Durante a negociação, o GDF apresentou a possibilidade de implantar o Plano de Saúde para todos os servidores da folha e promessa de apresentar uma nova proposta de Plano de Carreira, seguido pelo reajuste salarial, até 30 de setembro deste ano. Segundo o diretor do Sindicato dos Professores (Sinpro) Washington Dourado, a categoria só poderá ser convencida com propostas concretas. De acordo com Dourado, o argumento do Plano de Saúde não pode ser aceito porque trata-se de uma possibilidade e não de uma certeza.
“Essa carta é uma redução, um retrocesso em relação à carta que foi assinada em março do ano passado. No documento de março, havia datas para a implantação e vigência do Plano de Carreira. Nesta carta, não há sequer data para a implantação do Plano de Carreira”, disparou Dourado. Segundo o sindicalista, o documento anterior determinava a implantação do Plano de Carreira até 30 de setembro deste ano.

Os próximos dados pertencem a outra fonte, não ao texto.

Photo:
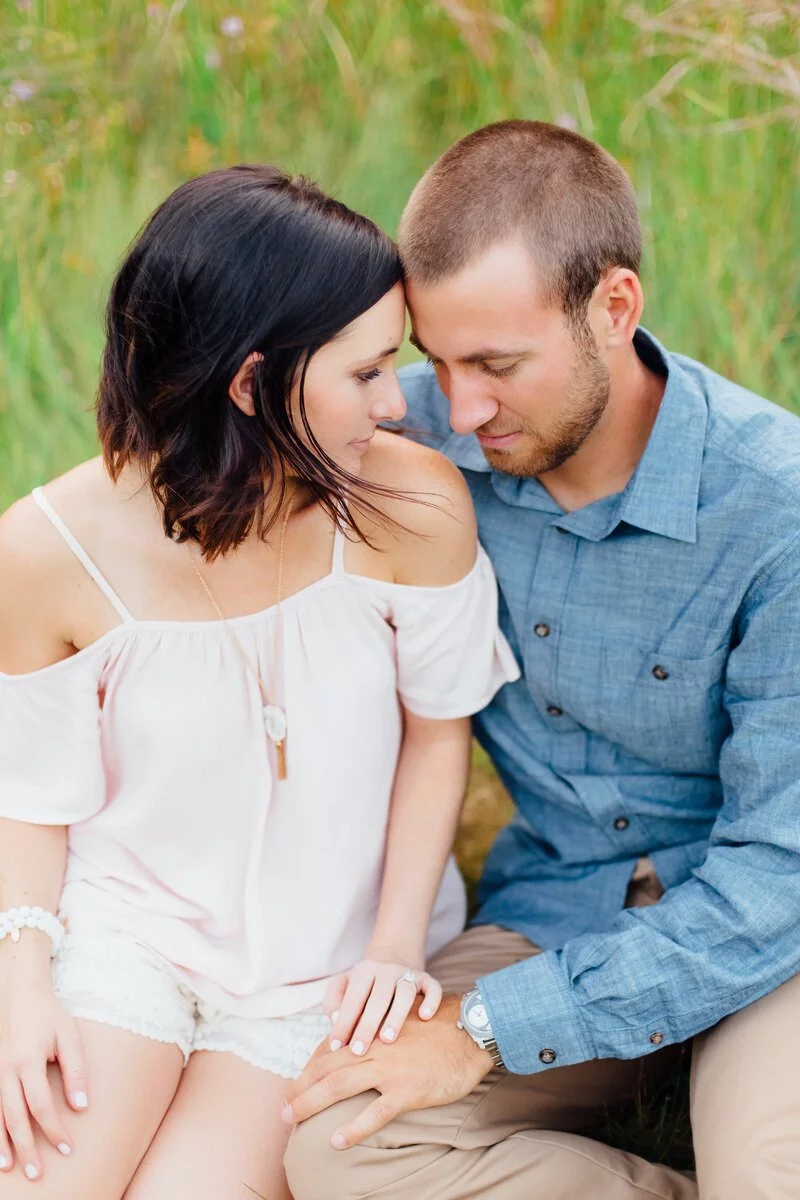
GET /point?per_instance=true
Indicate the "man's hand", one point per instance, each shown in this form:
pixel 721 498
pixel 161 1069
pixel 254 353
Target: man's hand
pixel 432 1062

Dourado argumenta que o GDF pode lançar mão de R$ 283 milhões do Fundo Constitucional do DF (FCDF), vindo da União, que hoje são aplicados em custeio pela Secretaria de Educação, para o pagamento de salários. Enquanto que a parte da remuneração paga hoje com recursos do Tesouro seria remanejada para custeio, sem ferir a LRF. Isso, porque gastos com dinheiro federal para pagamentos não contam na LRF. “O governo faz um decreto para arrochar os trabalhadores, mas libera a compra de carro de luxo para deputado”, reclama Dourado.